Há mais de 1365 toneladas de queijo de São Jorge “entulhado” por falta de escoamento, denuncia Catarina Cabeceiras

 

A Deputada do CDS-PP Açores Catarina Cabeceiras denunciou, esta sexta-feira, que “existem, neste momento, mais de 1365 toneladas de queijo de São Jorge entulhado nas câmaras de conservação das Cooperativas” produtoras, por falta de estratégia e de meios para o seu escoamento e exportação, facto que está a estrangular a economia da ilha.

No debate do Programa do XII Governo Regional, a Deputada popular questionou o novo Secretário Regional com a pasta da Agricultura sobre que “soluções concretas e urgentes” pretende o executivo adotar como forma de ajudar os produtores a escoar as toneladas de um produto que, para além de uma imagem de marca dos Açores “é a joia da coroa da economia da ilha de São Jorge”.

Do Governo Regional Catarina Cabeceiras não ouviu respostas concretas porque o executivo justificou não ter mais tempo para falar, facto que a Deputada jorgense considerou “lamentável”: “Numa altura em que os nossos lavradores tanto precisam de respostas, porque estamos perante uma das maiores crises de sempre no setor, a atitude do Governo de dizer que não tem tempo para responder é inadmissível e lamentável”.

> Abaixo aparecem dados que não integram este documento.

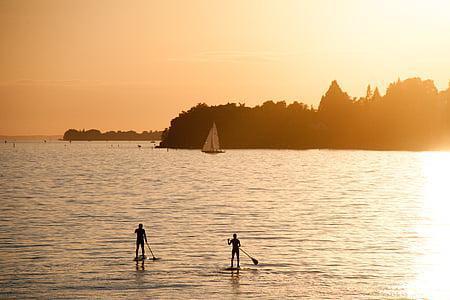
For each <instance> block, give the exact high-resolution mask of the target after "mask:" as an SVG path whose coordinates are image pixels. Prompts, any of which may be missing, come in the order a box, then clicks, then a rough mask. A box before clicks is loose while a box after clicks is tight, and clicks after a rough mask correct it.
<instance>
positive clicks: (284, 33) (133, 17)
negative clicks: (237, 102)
mask: <svg viewBox="0 0 450 300" xmlns="http://www.w3.org/2000/svg"><path fill="white" fill-rule="evenodd" d="M449 14H450V2H449V1H445V0H442V1H437V0H435V1H432V0H428V1H425V0H423V1H412V0H404V1H396V0H384V1H380V0H378V1H375V0H374V1H362V0H342V1H332V0H330V1H325V0H320V1H317V0H311V1H306V0H305V1H300V0H299V1H279V0H276V1H259V0H255V1H242V0H239V1H207V0H205V1H181V0H179V1H166V0H164V1H106V0H105V1H101V0H71V1H69V0H54V1H47V0H40V1H34V0H0V66H1V67H0V134H4V135H28V134H63V133H64V131H65V130H66V129H68V128H76V129H82V128H86V129H89V128H97V129H100V130H102V131H103V130H130V129H132V130H136V131H142V130H156V129H164V128H165V127H168V126H169V123H170V120H171V119H172V118H173V117H175V116H177V115H178V113H179V112H180V111H182V110H187V109H189V108H190V107H191V106H193V105H195V104H196V103H198V102H206V103H207V104H220V103H226V102H245V103H246V104H247V105H249V106H254V105H257V104H260V103H262V102H263V101H266V100H286V101H287V102H291V101H294V100H297V101H302V102H304V103H307V104H312V105H314V106H315V107H317V106H318V103H319V101H320V97H321V96H322V94H323V93H324V92H325V91H326V90H327V88H328V86H329V84H330V82H331V81H332V80H333V79H337V80H338V82H339V83H340V85H341V87H342V88H343V89H344V90H345V91H347V92H348V93H349V94H350V95H351V96H361V95H363V94H364V93H365V89H366V87H367V84H369V83H370V84H371V85H373V86H378V87H380V89H381V91H382V93H384V90H385V88H386V86H387V85H388V84H389V83H390V82H392V81H395V80H397V78H401V79H405V78H408V77H415V76H419V77H422V78H430V79H433V80H434V81H435V83H436V85H437V87H438V88H439V89H445V88H447V86H448V82H449V79H450V17H449Z"/></svg>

A parlamentar democrata-cristã colocou ainda outras questões ao Governo socialista que se prendiam com a disponibilidade do Governo em proibir a estabulação permanente de gado na Região, denunciou os rateios que impedem os incentivos à produção de silagens de milho e criticou o facto de se querer incentivar a alimentação do gado à base de pastagem ao mesmo tempo que a Região paga a importação de palha de Espanha.

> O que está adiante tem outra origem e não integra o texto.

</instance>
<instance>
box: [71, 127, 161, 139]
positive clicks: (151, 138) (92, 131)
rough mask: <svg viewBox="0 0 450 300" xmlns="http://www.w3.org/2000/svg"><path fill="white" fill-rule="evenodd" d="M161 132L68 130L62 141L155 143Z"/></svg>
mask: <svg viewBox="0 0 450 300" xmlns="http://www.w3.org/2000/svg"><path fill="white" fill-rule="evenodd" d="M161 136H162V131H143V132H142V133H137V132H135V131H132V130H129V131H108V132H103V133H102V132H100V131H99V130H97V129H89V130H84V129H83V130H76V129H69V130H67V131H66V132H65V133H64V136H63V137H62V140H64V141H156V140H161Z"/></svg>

No que toca à estratégia de valorização dos produtos endógenos das ilhas, Catarina Cabeceiras denunciou, ainda, que, devido à disseminação da Marca Açores, os “produtores de carne IGP (Indicação Geográfica Protegida) têm, neste momento, elevados prejuízos devido à concorrência desleal da carne que está a ser comercializada com o selo da Mara Açores que é vendida nas mesmas prateleiras a preços muito mais baixos, até porque os custos de produção são também muito mais reduzidos, isto já para não falar do mel DOP (Denominação de Origem Protegida) produzido na Região”.